Грибники, догадался он. И точно: вдоль забора, не пригибаясь и энергично расшвыривая палками старую листву, что Ивану не очень понравилось (пожилые, трудно нагибаться ~ оправдал он для себя их действия), с полиэтиленовыми мешочками в руках и с рюкзаками за спинами шли мужчина и женщина.
Иван уважал грибников и, отставив в сторону топор, поздоровался. Женщина то ли ответила, то ли нет — Иван не понял, а мужчина молча и в упор стал рассматривать Ивана, так что Иван на всякий случай еще раз поздоровался — погромче, но тот и на сей раз не ответил, отвернулся и еще ожесточеннее принялся шерудить палкой под березой — только листья в стороны летели. Что они, под землей, что ли, грибы-то растут, хотелось сказать Ивану.
Видимо, не расслышал или глухой, подумал он о мужчине, проглотив неловкость.
Грибники постепенно миновали его участок, Иван снова, было, взялся за топор, как услышал злой и громкий, чтобы явно услышал Иван, голос мужчины:
— Вот куркули-то! Вон чего отгрохали! В народный контроль написать. Вот кого раскулачивать-то надо!

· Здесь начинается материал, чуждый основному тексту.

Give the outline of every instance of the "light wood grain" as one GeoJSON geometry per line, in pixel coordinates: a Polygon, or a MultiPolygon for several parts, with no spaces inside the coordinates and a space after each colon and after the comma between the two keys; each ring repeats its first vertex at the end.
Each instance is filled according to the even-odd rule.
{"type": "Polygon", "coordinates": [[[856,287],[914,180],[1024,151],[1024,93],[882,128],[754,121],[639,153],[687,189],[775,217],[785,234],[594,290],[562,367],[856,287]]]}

И столько злобы и ненависти было в его голосе, что Иван растерялся. Женщина вполголоса что-то говорила мужчине, наверное: тише, а то, мол, услышит,— а того еще больше распаляло:
— А пусть слышит! Дворцов понастроили, сволочи, управы на них нет. Баню вон еще рубит. Подожди, придет на них управа!.. Вот проверят!..
Иван расслабленно опустился на свое осиновое бревнышко и уже весь день больше ничего не мог делать. Он еще как-то понимал того жулика на лесоторговой базе — а этот? Чем ему-то Иван не угодил? Почему ему-то он поперек горла?..

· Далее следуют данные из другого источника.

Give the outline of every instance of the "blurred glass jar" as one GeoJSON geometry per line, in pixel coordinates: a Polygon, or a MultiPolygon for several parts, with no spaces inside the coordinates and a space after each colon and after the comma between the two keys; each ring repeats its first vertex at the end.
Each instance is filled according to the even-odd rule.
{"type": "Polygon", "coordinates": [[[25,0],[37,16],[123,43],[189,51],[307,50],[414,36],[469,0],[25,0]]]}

После этого случая Иван, наверное, целую неделю не мог отойти. Он пытался понять злобу этого пожилого мужчины и никак не мог. Он специально не рассказал этого случая жене, чтобы лишний раз не расстраивалась, пытался себя успокоить: «Ну, просто дурак, что с дурака возьмешь!» Но именно этот случай вселил в него неясную тревогу за свою так удачно складывающуюся жизнь, потому что это была уже инициатива снизу. Он постепенно стал приучать себя смотреть на свою садовую идиллию,— хотя далеко уже она не была идиллией,— как бы со стороны, как на что-то временное. Даже жена, кажется, заметила это.

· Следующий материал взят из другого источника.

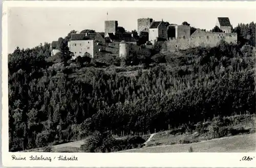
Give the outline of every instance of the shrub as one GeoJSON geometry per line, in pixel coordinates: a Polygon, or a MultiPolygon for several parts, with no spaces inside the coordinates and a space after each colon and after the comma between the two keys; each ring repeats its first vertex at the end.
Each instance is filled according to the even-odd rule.
{"type": "Polygon", "coordinates": [[[129,136],[116,139],[107,133],[96,131],[89,138],[81,149],[86,152],[111,152],[142,148],[145,140],[138,136],[129,136]]]}
{"type": "Polygon", "coordinates": [[[52,147],[45,147],[42,150],[43,150],[43,152],[51,152],[52,150],[52,147]]]}

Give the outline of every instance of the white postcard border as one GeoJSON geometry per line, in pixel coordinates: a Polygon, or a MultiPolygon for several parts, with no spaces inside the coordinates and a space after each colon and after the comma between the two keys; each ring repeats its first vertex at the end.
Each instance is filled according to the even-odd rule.
{"type": "MultiPolygon", "coordinates": [[[[5,166],[86,167],[255,167],[256,153],[59,153],[9,152],[7,40],[9,7],[143,7],[255,9],[255,2],[157,1],[5,1],[2,18],[2,162],[5,166]],[[185,4],[185,5],[184,5],[185,4]],[[12,160],[11,156],[26,157],[12,160]],[[51,161],[30,160],[31,156],[51,157],[51,161]],[[60,155],[77,157],[77,161],[58,161],[60,155]],[[251,161],[243,161],[249,156],[251,161]],[[54,159],[55,158],[55,159],[54,159]]],[[[256,17],[256,14],[255,14],[256,17]]]]}

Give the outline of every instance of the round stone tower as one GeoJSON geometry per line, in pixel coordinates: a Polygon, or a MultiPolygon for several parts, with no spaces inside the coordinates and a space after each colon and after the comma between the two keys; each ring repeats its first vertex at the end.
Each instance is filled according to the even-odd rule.
{"type": "Polygon", "coordinates": [[[124,41],[119,44],[119,57],[125,58],[129,53],[129,45],[124,41]]]}

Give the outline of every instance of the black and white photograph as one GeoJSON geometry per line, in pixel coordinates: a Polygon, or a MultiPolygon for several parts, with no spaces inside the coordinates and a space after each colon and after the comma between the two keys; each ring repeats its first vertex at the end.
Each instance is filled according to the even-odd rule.
{"type": "Polygon", "coordinates": [[[9,152],[255,153],[255,9],[6,15],[9,152]]]}

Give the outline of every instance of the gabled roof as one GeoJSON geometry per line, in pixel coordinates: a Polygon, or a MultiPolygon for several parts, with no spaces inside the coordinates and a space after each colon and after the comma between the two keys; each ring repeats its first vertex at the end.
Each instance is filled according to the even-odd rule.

— Ты, я смотрю, что-то охладел к даче?— уже не раз настороженно спрашивала она.
— Да нет,— старался он говорить как можно спокойнее.— Видимо, просто переработал немного.
Но незаметно он снова втягивался в работу: земля, она великий врач и целитель,— и на время забывал о своих тревогах; он радовался каждому забитому гвоздю, каждому новому побегу на яблонях. Крестьянская не то чтобы прижимистость, а экономная жилка, оказывается, еще крепко сидела в нем, любой вроде бы совершенно ненужной доске, железке, подобранным на городской свалке, он находил применение. Как они радовались с женой, когда завязались первые вишенки, первые три яблока, как дала нежно-зеленые побеги елочка, посаженная им под окном.